In this environment, it's important to remember what a brand is all about — what your brand represents. A brand is so much more than a name. It tells a story. It paints a picture of who you are and what you stand for. It creates a feeling of connection between you, your customers, your vendors, your associates, and your commercial supporters. In times of change, your brand becomes the stable bridge linking your customers back to you.
The people who depend on you are feeling just as much trepidation about the changes in our industry as you are. Now is the time to get out there and remind people why they chose to work with you in the past — and why they'll want to stick with you in the future. If you start playing with your brand — changing your name, updating a logo, or putting out new brochures or a fancy Web site that represents a radical departure from times past — you create confusion in the minds of people who thought they “knew” you. You will do nothing to reassure your constituents, and you may lose sight of what you represent as a company, an association, or consultant.
Your brand should be a solid foundation on which to build the rest of your communications. Let's take the fictional case of “CME Superstars Inc.” That company will want to maintain the core principles of its brand: It does CME meetings, and it is really good at it. Where it can make a new impact is in positioning to appeal to its current constituents' concerns.
For example, many commercial supporters are unsure of how the new regulations will affect their program participation. They may feel more secure if “CME Superstars Inc.” executes a promotional campaign to highlight its expertise and knowledge of the new regulations. This can help alleviate perceived pressure on the company's commercial supporters and remind them why they like to work with CME Superstars Inc.

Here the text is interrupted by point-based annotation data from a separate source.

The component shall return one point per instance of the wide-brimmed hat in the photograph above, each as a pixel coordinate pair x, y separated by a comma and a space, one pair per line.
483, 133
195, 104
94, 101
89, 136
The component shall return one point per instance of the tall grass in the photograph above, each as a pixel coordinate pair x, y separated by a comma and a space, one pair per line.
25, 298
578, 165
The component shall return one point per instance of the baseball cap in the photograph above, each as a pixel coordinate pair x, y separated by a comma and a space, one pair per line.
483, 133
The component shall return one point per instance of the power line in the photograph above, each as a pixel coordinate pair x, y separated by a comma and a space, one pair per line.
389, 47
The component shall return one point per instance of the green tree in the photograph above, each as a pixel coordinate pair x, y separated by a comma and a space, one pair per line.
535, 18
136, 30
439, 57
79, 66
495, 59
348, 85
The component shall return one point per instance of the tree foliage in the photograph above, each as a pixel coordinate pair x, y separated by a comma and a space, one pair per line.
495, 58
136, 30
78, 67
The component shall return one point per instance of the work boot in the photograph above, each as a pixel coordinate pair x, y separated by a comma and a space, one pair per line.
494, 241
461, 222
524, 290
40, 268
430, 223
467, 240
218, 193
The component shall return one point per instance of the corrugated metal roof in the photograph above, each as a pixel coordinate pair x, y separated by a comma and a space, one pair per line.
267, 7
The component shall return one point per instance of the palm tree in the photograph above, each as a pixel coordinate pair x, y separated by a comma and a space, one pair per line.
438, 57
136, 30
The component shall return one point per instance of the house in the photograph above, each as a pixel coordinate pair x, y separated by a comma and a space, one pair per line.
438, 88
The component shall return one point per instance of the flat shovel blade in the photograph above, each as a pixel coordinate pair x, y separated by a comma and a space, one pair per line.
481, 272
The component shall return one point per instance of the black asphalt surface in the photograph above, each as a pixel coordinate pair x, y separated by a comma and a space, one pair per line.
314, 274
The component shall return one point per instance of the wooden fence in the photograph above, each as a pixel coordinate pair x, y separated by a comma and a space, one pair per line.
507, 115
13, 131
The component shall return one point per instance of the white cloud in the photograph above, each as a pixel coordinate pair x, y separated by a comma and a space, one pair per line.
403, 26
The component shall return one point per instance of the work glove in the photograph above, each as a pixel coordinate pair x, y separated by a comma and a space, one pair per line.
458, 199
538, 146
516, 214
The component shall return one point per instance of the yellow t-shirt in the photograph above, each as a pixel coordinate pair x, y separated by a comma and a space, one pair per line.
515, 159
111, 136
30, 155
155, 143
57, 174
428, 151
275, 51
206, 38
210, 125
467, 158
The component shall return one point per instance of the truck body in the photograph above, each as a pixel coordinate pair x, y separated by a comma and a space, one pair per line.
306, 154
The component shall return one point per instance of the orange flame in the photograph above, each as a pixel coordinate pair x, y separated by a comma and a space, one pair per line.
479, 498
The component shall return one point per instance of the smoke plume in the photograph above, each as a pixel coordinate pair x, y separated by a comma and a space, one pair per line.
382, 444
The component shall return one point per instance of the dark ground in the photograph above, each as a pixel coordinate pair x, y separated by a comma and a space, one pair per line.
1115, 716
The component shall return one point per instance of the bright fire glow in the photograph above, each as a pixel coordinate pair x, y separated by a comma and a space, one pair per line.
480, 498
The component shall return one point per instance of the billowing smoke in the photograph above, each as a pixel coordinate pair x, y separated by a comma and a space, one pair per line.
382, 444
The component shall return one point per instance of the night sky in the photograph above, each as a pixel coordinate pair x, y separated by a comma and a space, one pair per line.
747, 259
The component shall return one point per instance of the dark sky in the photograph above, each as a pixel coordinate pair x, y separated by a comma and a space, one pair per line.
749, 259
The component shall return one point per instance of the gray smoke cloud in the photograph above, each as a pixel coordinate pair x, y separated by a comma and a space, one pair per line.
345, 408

CME Superstars might create promotional pieces that talk about its exemplary performance with the Accreditation Council for CME, or focus on its high marks from physician attendees for avoiding perceived conflicts of interest. But the company should stay true to its core principals, its story, and its brand. CME Superstars Inc. may be a consistent recipient ofexemplary status, they may even put themselves out there as a guiding light in times of confusion, but those positioning statements won't change who they are at a fundamental level: CME Superstars Inc. will always be the company that does CME meetings and is really good at it. Everything about its brand — the logo, the look and feel, even the tone of a promotional piece — should echo that brand promise.
In times of change, we have the opportunity to remind our constituents who we are and what we represent. Hearing from a familiar partner in the world of CME can do wonders to reinforce ties during a period of uncertainty. Take the time to reach out to your key constituents: attendees, commercial supporters, vendors, and even promotional partners, and remind them of what makes your company unique. What makes your brand sizzle? Why is it that people can always depend on you, even when things seem uncertain? Take the time to remind them. Your brand is well worth the effort.